Witnessed by Jason Guest
The Messthetics. One part jazz/experimental guitar, two parts Fugazi. Joining Joe Lally on bass and Brendan Canty on drums (with the bell, naturally) in what we are told is their first band since Fugazi’s hiatus in 2002 is Anthony Pirog on guitar. Their eponymous debut, released almost a year ago, is comprised of nine songs recorded live (and “mostly without overdubs”). If you’ve not heard the album, you need to check it out right now, here. Their microphone-less musical conversations cover an array of dynamically shaped and shaded areas. While the songs bear a theme, a motif, a structure, these are not allowed to hold the band or the music rigidly in place. Instead, they serve to facilitate the band’s organic musical dexterity, precisely what we witnessed here tonight at Kings Heath’s Hare & Hounds.
Lally and Canty are tight.

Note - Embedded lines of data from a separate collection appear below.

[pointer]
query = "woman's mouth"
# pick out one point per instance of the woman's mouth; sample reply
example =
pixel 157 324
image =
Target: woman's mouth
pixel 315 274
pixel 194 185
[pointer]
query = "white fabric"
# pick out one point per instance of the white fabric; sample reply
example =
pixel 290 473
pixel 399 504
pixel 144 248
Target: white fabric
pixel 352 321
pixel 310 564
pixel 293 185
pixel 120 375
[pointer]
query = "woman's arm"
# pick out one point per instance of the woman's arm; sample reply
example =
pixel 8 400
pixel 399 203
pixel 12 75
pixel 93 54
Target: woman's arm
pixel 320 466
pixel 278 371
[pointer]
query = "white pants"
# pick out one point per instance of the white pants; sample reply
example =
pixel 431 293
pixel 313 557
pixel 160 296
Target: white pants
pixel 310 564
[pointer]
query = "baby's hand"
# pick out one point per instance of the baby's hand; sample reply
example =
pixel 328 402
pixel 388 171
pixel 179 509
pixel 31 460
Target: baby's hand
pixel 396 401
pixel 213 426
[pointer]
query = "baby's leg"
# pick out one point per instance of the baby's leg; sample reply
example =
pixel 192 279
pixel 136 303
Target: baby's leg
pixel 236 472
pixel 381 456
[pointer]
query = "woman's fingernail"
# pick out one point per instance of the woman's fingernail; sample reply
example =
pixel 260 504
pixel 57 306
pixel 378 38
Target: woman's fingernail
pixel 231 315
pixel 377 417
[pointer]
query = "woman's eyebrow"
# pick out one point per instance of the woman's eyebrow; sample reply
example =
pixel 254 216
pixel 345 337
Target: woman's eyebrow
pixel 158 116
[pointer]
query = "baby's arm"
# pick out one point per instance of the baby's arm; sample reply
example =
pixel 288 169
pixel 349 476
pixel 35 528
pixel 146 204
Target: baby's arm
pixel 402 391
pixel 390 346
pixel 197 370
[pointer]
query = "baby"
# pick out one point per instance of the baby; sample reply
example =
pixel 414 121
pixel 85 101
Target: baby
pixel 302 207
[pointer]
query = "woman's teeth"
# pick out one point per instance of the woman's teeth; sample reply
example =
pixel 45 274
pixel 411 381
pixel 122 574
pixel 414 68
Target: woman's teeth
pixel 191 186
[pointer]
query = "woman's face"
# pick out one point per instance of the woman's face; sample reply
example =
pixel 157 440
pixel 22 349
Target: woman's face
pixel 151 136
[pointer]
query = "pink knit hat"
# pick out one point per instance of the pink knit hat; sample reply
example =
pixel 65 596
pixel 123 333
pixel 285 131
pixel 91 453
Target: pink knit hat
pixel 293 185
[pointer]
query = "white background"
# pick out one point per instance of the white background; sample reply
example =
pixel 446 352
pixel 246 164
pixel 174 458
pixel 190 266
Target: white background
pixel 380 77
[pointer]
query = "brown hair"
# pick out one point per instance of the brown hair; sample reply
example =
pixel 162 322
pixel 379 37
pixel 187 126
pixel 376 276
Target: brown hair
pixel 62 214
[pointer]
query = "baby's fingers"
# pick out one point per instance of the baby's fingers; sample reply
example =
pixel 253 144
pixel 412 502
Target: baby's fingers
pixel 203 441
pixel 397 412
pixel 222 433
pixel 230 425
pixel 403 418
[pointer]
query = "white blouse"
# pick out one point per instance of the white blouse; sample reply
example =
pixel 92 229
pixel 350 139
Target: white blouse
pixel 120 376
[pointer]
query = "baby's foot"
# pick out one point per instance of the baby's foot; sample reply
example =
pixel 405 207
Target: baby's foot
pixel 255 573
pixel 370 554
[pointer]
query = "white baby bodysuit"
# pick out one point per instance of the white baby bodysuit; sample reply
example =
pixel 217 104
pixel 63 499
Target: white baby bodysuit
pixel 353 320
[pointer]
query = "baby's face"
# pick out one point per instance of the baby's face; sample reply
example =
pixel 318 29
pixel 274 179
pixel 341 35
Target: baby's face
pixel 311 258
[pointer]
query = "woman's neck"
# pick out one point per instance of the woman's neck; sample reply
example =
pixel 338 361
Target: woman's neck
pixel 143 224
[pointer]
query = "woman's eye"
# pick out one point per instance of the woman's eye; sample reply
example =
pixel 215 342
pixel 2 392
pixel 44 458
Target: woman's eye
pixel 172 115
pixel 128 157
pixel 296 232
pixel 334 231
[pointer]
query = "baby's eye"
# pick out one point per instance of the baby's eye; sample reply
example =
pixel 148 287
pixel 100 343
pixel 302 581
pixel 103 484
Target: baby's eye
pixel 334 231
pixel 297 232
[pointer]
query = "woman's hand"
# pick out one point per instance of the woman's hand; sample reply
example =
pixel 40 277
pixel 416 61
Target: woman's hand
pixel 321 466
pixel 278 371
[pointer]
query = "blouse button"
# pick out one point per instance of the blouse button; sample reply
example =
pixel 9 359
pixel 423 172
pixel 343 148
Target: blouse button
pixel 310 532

Whether going for the groove, heading into the hypnotic, edging into the experimental, or moving through the melodic, Lally’s bass lines and Canty’s rhythms, beats and flourishes are simple, powerful and irresistible. Together, they provide a foundation that is solid, every note and every hit being necessary to the music. There is no excess or superfluity to their grooves, and neither is anything lacking. Then we have Anthony Pirog.
Pirog is not a guitarist. Well, not a normal guitarist anyway. Yes, he’s got a guitar and he can play it very well. But the term “guitarist” is nowhere near adequate because it doesn’t encapsulate what he does with his instrument. The music, the melodies, the riffs, the experimental sounds, shapes and layers of noise begin with the guitar, yes, but when the notes find their way into the array of effects at his feet, that’s where Pirog becomes something more than a guitarist, and in some ways more than a musician. The at-times orchestral sounds that emerge have a depth and a breadth to them that is music, sound, shape, texture, and much more.
None of this, however, is to say that he’s dependent in any way on the effects for his craft. Nor is it to say that he somehow positions himself as something other or apart from the band to enter into his own realm of sonic experimentation and relegating the bass and drums to the lowly position of “backing band” or “rhythm section”. Far from it. When the band let rip and dig into the grooves, Pirog, Lally and Canty are a unit and wherever Pirog goes with his guitar and arsenal of effects, it’s within the realms of The Messthetics combined aesthetic vision. And to witness three people create such a wonderfully rich, dynamic, diverse, dense and undeniably beautiful sound before one’s eyes is nothing less than staggering. Hyperbole? If you’d have been there, you’d have to agree. If they are playing anywhere near you, make sure you are there.